Although the customer, Banks DIH Ltd., which offers a variety of beverages including beer, soda, water and rum as well as bread and ice cream, reported only one of its 13 units in need of repair, in true Mickey fashion we decided not only to fix the broken unit, but to also reinforce the rails in the other 12 trucks as a precautionary measure to reassure the customer. Banks has a major presence in the Guyana consumer goods market, but I’m pretty sure Mickey would have taken the same course of action regardless of the customer’s size and significance.
After stops in Atlanta, Miami and the Port of Spain, I finally landed in Georgetown, Guyana at 11:30 PM, caught a couple of hours of sleep and arrived at the Banks facility at 7 AM the next morning to begin my 5-day mission under the direction of Banks VP Mr. Hussein and his shop crew. Mr. Hussein was happy to see me, but not so pleased about the circumstances. I won him over after I fixed the first unit and walked him through the exact process. He was 100% satisfied, and I would not see him again until I was ready to head home.
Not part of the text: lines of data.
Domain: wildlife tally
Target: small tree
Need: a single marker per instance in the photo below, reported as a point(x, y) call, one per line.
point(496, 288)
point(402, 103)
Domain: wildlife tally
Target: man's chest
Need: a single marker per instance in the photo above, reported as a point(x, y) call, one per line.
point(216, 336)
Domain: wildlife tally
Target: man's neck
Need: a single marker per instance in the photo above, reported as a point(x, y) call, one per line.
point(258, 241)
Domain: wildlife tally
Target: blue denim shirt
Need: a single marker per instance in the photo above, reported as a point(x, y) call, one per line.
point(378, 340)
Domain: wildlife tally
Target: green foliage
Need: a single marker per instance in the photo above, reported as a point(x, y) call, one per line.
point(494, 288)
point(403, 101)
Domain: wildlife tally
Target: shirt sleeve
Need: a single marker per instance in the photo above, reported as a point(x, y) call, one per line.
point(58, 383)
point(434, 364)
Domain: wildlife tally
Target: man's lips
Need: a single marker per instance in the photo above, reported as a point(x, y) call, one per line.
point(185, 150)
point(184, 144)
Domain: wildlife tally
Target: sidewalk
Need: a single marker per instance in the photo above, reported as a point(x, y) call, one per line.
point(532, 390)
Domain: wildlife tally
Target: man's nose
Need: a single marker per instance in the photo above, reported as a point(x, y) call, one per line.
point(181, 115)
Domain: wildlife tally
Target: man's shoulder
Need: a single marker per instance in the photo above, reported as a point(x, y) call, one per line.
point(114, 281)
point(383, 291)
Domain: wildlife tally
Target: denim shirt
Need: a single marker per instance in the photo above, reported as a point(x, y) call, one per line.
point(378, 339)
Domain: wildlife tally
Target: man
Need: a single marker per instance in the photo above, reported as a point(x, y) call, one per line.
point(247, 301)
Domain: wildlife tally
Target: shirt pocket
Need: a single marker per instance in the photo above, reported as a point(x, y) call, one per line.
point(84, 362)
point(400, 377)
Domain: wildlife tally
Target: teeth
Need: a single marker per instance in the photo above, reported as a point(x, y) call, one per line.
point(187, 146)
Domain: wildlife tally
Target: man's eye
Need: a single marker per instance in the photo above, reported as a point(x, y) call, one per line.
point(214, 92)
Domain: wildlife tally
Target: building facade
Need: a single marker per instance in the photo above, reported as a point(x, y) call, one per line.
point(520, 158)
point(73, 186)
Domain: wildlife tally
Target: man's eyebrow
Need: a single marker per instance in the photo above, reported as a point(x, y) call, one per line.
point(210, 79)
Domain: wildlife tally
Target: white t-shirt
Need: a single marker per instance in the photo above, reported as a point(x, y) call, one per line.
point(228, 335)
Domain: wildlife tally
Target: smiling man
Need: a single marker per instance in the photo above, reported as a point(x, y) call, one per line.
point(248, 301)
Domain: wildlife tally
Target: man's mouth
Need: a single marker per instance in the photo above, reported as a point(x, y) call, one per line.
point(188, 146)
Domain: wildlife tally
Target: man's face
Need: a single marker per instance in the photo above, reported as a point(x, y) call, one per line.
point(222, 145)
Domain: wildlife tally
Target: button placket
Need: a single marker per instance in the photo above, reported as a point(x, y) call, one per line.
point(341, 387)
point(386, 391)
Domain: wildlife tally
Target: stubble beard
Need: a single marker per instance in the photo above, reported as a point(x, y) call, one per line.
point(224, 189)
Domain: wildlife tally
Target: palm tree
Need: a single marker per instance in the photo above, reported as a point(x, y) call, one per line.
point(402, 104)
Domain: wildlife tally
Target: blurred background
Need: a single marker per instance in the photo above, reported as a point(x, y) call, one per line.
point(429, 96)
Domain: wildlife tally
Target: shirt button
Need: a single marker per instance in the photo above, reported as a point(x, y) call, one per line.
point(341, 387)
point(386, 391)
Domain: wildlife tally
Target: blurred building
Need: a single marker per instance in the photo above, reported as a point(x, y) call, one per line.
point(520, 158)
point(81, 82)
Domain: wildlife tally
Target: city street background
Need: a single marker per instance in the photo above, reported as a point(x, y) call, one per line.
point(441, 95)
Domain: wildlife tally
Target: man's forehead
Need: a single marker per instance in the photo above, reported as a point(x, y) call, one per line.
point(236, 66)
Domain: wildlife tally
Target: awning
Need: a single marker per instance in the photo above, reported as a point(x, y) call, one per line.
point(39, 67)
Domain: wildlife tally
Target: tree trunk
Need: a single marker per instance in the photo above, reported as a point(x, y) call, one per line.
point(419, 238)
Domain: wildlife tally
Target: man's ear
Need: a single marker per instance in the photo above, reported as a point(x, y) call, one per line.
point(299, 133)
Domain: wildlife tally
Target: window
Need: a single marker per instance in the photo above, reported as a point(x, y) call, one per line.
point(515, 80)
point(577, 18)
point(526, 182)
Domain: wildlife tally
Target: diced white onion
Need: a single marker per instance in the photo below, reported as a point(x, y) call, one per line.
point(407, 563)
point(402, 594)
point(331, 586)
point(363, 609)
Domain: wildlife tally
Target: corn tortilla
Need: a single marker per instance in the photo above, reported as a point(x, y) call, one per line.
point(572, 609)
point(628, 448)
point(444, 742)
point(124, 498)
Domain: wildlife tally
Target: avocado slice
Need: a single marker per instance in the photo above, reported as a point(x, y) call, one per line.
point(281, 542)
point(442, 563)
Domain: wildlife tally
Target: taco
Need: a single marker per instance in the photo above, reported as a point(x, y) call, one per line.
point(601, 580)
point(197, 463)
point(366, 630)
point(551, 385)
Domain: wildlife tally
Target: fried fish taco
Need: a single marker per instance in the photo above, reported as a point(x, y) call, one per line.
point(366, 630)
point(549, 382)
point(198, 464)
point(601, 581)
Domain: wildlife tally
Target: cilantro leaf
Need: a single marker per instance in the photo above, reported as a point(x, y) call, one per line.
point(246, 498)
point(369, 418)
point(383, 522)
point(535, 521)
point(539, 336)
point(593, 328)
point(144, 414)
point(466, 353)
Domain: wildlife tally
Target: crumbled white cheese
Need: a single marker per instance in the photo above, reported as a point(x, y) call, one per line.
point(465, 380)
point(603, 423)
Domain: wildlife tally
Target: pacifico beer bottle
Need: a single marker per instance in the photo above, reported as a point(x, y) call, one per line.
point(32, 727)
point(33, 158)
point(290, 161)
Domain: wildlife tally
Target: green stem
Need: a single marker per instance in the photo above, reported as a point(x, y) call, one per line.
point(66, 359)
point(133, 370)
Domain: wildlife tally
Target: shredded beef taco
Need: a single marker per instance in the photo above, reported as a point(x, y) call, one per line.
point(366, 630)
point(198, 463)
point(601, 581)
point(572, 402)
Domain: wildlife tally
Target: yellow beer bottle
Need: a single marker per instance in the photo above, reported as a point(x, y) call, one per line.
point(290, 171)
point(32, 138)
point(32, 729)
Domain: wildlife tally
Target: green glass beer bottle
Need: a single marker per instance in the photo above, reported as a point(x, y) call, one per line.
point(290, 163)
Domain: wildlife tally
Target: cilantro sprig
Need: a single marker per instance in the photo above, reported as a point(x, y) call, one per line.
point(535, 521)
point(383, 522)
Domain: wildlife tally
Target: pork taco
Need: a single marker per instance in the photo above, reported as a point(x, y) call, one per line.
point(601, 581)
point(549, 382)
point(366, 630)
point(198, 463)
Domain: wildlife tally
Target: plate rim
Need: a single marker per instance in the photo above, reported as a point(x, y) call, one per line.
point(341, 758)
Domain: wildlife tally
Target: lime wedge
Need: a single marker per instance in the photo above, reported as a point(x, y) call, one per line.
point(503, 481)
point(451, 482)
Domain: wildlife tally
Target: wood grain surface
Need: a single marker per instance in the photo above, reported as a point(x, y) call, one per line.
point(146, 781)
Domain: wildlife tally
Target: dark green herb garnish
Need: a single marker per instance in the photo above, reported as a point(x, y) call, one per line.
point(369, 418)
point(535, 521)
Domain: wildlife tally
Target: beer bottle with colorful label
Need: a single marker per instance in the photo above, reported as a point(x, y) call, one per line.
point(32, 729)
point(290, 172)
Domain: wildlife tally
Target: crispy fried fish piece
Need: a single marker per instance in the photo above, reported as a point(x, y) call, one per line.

I was able to reinforce 2 additional units on the first day, but then things heated up – literally. The very high, dry Guyana heat got to me, and to make matters worse, the spicy local cuisine staged a war with my digestive system. I lost a half-day to bed rest, which left me only 4 days to finish 10 units. Fortunately, I had 3 things working in my favor: the big bag of good ol’ American snack foods my wife packed in my suitcase; the extremely helpful and compassionate Banks’ shop crew who helped introduce my sensitive stomach to some milder local foods; and the Mickey spirit of getting things done right and on time.
The shop crew had to put each of the 13 units on a lift so that I could cut out a plate, install a reinforced “C” channel on the inside rail, weld it, replace the plate and weld an outside cap against the rail. Worked like a charm. One other hurdle we had to clear, however, was that we had to wait for the trucks to come off their routes before we could do the repairs. At one point I had to wait on units coming back from Brazil and Venezuela.
As I struck my final arc on my stick welder on the last of the 13 units, I could hear myself whisper under my helmet: “Mission accomplished.” I gave it everything I had and then some, and in the long run it paid off; the customer said he will purchase from Mickey again. Isn’t that the name of the game?
I am proud of what I was able to accomplish in Guyana, South America during those 5 days in June. But more importantly, I am proud to say I work for a company that knows no limits when it comes to keeping the customer happy.